第305話 「仲間」

 「……いや、何でだ? 何故そこであの化け物が出て来る?」

 

 恐らくムスリム霊山でクリステラを追い詰めた奴だろう。

 ゲリーべの件にもダーザインが絡んでいるのか?

 それにしては妙だ。


 本当にそうだったとして目的は何だ?

 ゲリーべは拠点としての価値は低い。

 正直、大した施設もない言っては悪いがただの田舎で、わざわざ街を焼く必要があるような脅威ではないはずだ。

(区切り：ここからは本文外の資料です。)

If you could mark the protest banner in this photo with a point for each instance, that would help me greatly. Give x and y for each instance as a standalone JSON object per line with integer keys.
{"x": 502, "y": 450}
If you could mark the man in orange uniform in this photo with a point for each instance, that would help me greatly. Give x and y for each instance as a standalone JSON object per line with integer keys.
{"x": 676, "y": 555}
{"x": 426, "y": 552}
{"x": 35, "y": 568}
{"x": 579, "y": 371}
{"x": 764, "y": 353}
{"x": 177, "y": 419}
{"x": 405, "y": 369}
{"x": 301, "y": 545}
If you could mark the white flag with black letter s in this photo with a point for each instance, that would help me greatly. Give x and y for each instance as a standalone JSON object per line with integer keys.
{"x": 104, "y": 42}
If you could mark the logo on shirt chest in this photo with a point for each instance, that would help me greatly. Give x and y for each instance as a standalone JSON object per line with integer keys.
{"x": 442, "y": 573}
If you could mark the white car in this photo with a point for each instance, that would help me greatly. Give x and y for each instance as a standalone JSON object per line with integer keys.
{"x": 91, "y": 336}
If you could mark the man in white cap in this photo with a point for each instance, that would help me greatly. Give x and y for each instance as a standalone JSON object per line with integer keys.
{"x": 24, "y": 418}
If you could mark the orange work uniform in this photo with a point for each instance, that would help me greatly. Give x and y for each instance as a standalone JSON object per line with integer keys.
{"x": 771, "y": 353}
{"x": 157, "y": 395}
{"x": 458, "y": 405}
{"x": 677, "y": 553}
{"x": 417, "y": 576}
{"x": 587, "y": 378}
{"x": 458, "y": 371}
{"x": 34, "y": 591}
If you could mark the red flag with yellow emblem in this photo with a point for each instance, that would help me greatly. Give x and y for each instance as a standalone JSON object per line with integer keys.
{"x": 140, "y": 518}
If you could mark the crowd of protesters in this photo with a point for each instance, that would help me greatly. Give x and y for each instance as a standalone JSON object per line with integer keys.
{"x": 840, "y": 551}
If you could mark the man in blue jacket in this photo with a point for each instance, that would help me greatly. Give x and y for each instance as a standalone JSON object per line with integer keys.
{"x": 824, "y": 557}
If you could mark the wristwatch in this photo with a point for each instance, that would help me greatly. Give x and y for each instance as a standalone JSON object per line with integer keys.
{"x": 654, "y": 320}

 それとも例の実験を嗅ぎつけて成果を掠め取ろうとした?

 可能性は低いが何らかの目的の為にクリステラを助けた?

 意図がさっぱり分からん。

 

 「私にもあの者が何故あの場に居たのかは分かりません。 ですが、結果的にではありますがあの者に救われました」


 話によれば奴が乱入したお陰でその場からの離脱に成功し、加えてアラクランとサブリナの両名を押さえていたようで、追ってこなかったらしい。

 その後、追撃に来たエルンストとヴィングを撃破して追手を振り切ったそうだ。


 さらっと同格の聖堂騎士を二対一で返り討ちにしている辺り、このお嬢さんもとんでもないな。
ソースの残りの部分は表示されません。